If Prigozhin does turn out to be in Belarus, the country's independent media are still there to report on it.

Seeking the real story of Prigozhin’s challenge to Putin

Last week’s mutiny by Yevgeny Prigozhin, the leader of the mercenary Wagner Group, provided a challenge to established western media outlets, such was the speed of the advance by the man known as Putin’s chef towards Moscow and the lack of verifiable information coming out of Russia. The subsequent accommodation between Prigozhin and Putin, apparently brokered by the Belarus leader Alyaksandr Lukashenska, has left even the most seasoned neo-Kremlinologists scratching their heads.

Step forward the Russian dissidents and independent news services. Index has been privileged to work with the opposition to Putin since long before the war in Ukraine and it was good to see them coming into their own last week. Here are some of our recommendations for those who want to stay abreast of the fast-moving and often baffling developments in Russia. Kevin Rothrock (@KevinRothrock), the managing editor of the English-language version of the independent online site Meduza, kept his Twitter feed consistently updated during the coup-that-never-was. Where others were breathless and over-excited, Rothrock was calm and measured.
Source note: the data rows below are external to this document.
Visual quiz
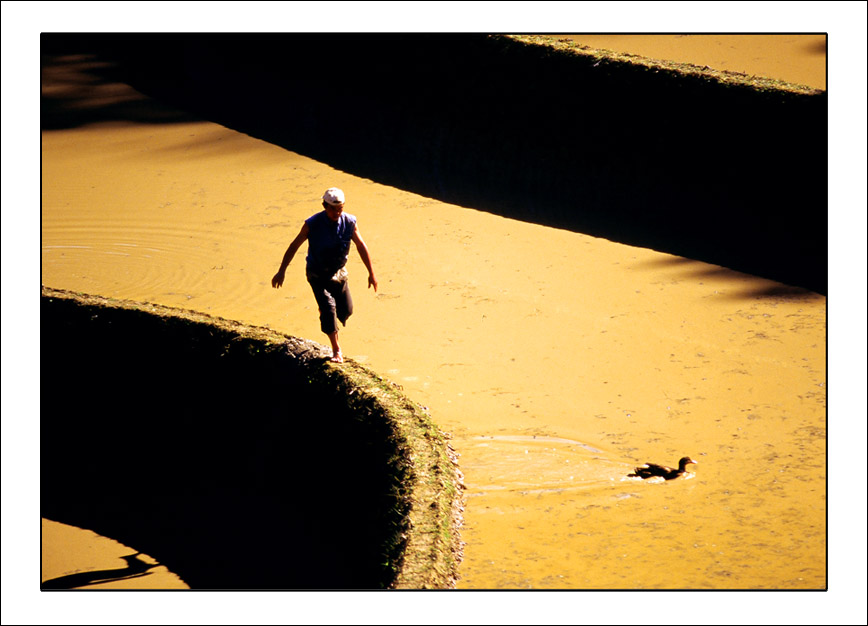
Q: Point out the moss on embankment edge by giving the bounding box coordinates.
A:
[42,287,464,589]
[504,35,823,95]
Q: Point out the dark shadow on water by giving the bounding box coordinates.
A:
[43,34,827,293]
[40,298,405,589]
[41,552,157,589]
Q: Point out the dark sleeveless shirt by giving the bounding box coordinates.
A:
[305,211,356,276]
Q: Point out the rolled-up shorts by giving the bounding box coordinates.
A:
[307,268,353,335]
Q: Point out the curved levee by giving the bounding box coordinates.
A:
[41,288,462,589]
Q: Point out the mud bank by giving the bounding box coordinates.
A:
[43,34,827,294]
[41,290,460,589]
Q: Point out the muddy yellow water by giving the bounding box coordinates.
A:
[42,36,826,589]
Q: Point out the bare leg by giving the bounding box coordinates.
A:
[328,331,344,363]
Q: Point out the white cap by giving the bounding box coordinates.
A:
[322,187,344,206]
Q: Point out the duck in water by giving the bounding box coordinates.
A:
[627,456,697,480]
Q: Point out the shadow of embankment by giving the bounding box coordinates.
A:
[41,292,440,589]
[42,34,827,294]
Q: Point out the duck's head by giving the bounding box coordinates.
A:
[678,456,698,472]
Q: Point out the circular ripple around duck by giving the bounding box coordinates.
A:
[462,435,628,493]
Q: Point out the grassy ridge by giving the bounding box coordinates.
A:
[41,288,462,589]
[43,33,828,293]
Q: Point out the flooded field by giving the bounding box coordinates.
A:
[32,34,827,600]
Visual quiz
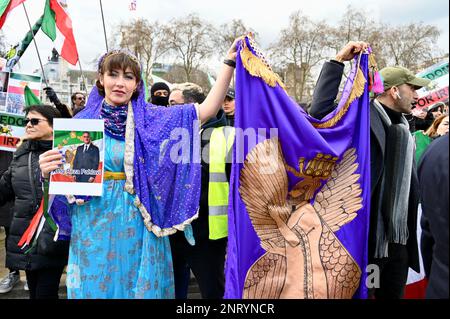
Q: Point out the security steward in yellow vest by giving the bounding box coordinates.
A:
[170,110,234,299]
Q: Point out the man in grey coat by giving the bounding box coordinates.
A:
[310,42,430,299]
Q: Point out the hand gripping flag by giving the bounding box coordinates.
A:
[225,37,370,299]
[42,0,78,65]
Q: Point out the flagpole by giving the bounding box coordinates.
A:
[78,59,87,95]
[22,2,48,87]
[99,0,109,52]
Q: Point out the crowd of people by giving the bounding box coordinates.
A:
[0,38,449,299]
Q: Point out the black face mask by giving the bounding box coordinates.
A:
[151,96,169,106]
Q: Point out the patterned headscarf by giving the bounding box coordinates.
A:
[75,49,201,236]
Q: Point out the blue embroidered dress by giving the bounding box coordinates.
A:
[67,137,174,299]
[50,51,201,299]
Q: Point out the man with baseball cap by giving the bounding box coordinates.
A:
[310,42,430,299]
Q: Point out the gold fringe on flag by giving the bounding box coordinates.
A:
[241,39,286,90]
[312,63,367,128]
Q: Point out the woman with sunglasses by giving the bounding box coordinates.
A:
[0,105,68,299]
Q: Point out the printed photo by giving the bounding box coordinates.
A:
[50,119,104,196]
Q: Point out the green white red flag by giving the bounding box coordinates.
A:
[0,0,25,29]
[41,0,78,65]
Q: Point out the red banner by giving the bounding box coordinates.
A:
[0,135,20,150]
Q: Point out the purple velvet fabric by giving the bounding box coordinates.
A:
[225,38,370,299]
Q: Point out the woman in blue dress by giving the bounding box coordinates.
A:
[40,39,243,299]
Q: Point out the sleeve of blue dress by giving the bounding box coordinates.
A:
[129,104,201,236]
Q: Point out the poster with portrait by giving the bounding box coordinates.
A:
[0,71,42,152]
[49,119,105,196]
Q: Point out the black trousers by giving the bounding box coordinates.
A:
[3,226,19,273]
[369,244,409,299]
[25,267,64,299]
[169,232,228,299]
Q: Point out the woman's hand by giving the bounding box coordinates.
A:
[334,41,369,62]
[39,148,66,178]
[226,34,248,61]
[199,36,245,123]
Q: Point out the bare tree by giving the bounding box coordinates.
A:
[270,11,329,102]
[382,22,443,71]
[329,5,386,70]
[214,19,256,55]
[165,14,215,82]
[119,18,169,81]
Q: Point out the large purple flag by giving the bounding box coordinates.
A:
[225,37,370,299]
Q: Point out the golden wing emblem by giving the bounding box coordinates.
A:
[239,139,362,299]
[314,148,363,299]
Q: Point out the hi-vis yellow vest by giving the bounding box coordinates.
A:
[208,126,235,240]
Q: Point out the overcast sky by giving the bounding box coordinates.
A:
[2,0,449,73]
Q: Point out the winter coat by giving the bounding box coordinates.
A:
[0,151,13,228]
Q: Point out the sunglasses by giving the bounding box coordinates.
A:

His colleague Lilya Yapparova (@lilia_yapparova) provided detailed analysis on the future of Prigozhin from sources inside the Russian military and the Wagner Group itself. Yapparova’s far-reaching investigation looks into what Wagner forces might contribute to Belarusian military capacity and the organisation’s operations in Africa and Syria. She also looks into Wagner’s finances in Russia, its continued recruitment for the war in Ukraine and internet trolling operations. Yapporova quotes the work of Dossier Center, a media outlet connected to the British-based Putin opponent Mikhail Khodorkovsksy, which tracks criminals associated with the Russian president. Khodorkovsky himself was active on his Telegram channel throughout the mutiny and accessible to non-Russian speakers through the messaging app’s translate function. Controversially he urged Russians to support Prigozhin's coup. His view was that anything would be better than Putin. The Russian billionaire later concluded that the outcome of Prigozhin’s operation was not important. “The very fact that this happened is a powerful blow to Putin after which he will be perceived differently by millions.”

Doxa, the publication founded by students opposed by Putin and now outlawed by the regime, continues to do a good job of aggregating news from reliable sources. This week it included a report from The Bell, founded by Russian financial journalist Elizaveta Osetinskaya, suggesting that Prigozhin’s troll factory companies have been paralysed following raids after the uprising and were looking for a new owner. Osetinskaya, a former editor of Russian Forbes magazine, was declared a foreign agent after condemning the invasion of Ukraine.

In a new development this week, Novaya Gazeta, the independent Russian news outlet whose editor Dmitry Muratov won the Nobel Peace Prize in 2021, was put on the Kremlin’s list of “undesirable” organisations. This makes it a crime for the publication, now based in Latvia, to operate in Russia. It is also now illegal for Russians to engage with the publication or share its content online.

OVD-Info, the human rights project which won the 2022 Index on Censorship campaigning award, decided not to provide a running commentary of events and stuck to its mission of reporting on arrests of regime opponents. In his weekly newsletter Dan Storyev, English editor of OVD-Info, wrote: “Russia has had a busy few days as I am sure we all know. This newsletter is not for military analysis so I won’t cover Prigozhin’s manoeuvres here — but it’s important to remember, that in the end, it is going to be ordinary Russians, Russian civil society who would bear the brunt of any violence that a coup, or a paranoid preventive crackdown could unleash.”

If there is one thing that unites all the outlets mentioned here (beyond their undoubted courage), it is the care they take in the sourcing of all information they publish. In the post-truth world of Putin’s Russia, facts are precious commodities.